September 22-25, 1997
We present a decision-tree based procedure to quantize the feature-space of a speech recognizer, with the motivation of reducing the computation time required for evaluating gaussians in a speech recognition system. The entire feature space is quantized into non overlapping regions where each region is bounded by a number of hyperplanes. Further, each region is characterized by the occurence of only a small number of the total alphabet of allophones (sub-phonetic speech units); by identifying the region in which a test feature vector lies, only the gaussians that model the density of allophones that exist in that region need be evaluated.

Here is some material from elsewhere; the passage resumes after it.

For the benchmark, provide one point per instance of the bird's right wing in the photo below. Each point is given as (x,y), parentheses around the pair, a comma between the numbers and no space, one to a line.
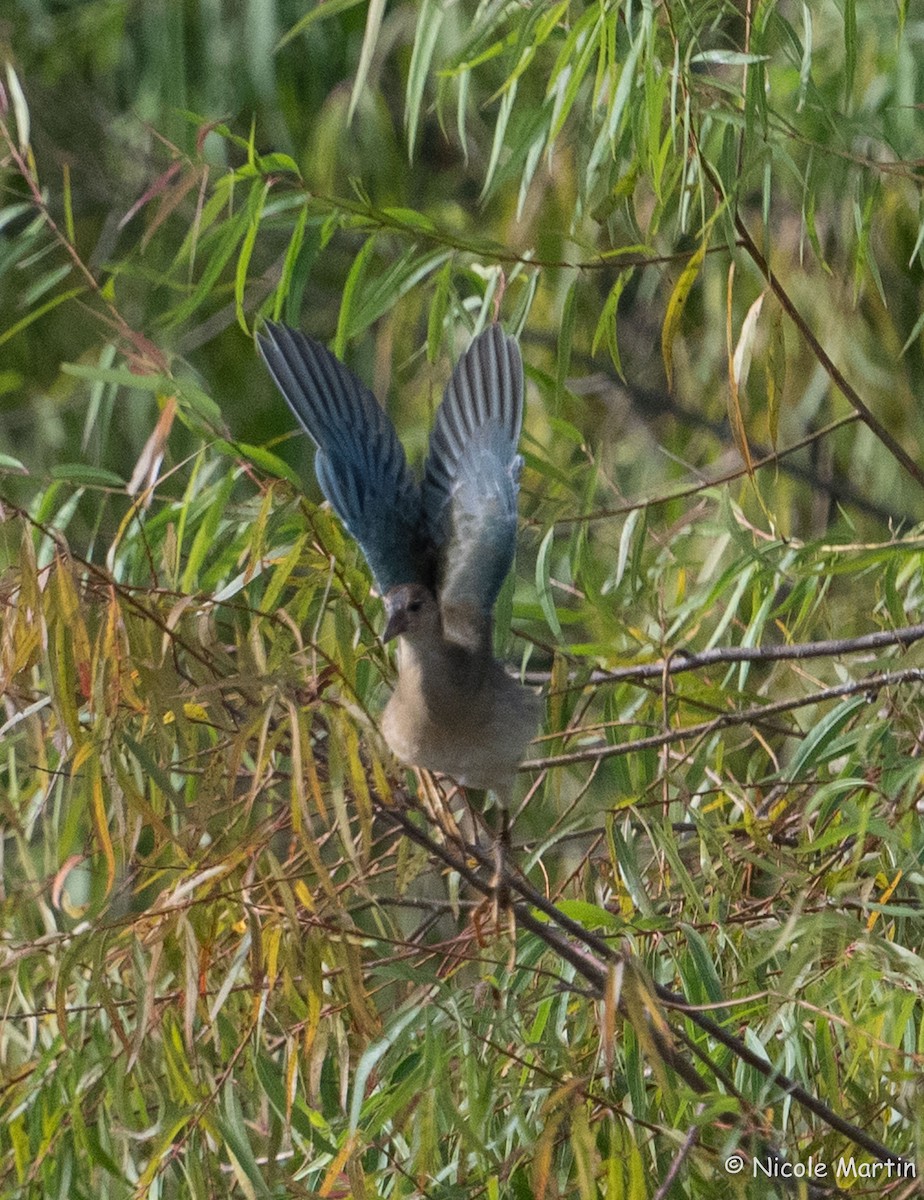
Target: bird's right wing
(360,463)
(472,481)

The quantization of the feature space is done in a heirarchical manner using a binary decision tree. Each node of the decision tree represents a region of the feature space, and is further characterized by a hyperplane (a vector v n and a scalar threshold value hn ), that subdivides the region corresponding to the current node into two non-overlapping regions corresponding to the two children of the current node. Given a test feature vector, the process of finding the region that it lies in involves traversing this binary decision tree, which is computationally inexpensive. We present results of experiments that show that the gaussian computation time can be reduced by as much as a factor of 20 with negligible degradation in accuracy.
Bibliographic reference. Padmanabhan, Mukund / Bahl, L. R. / Nahamoo, D. / Souza, Pieter de (1997): "Decision-tree based quantization of the feature space of a speech recognizer", In EUROSPEECH-1997, 147-150.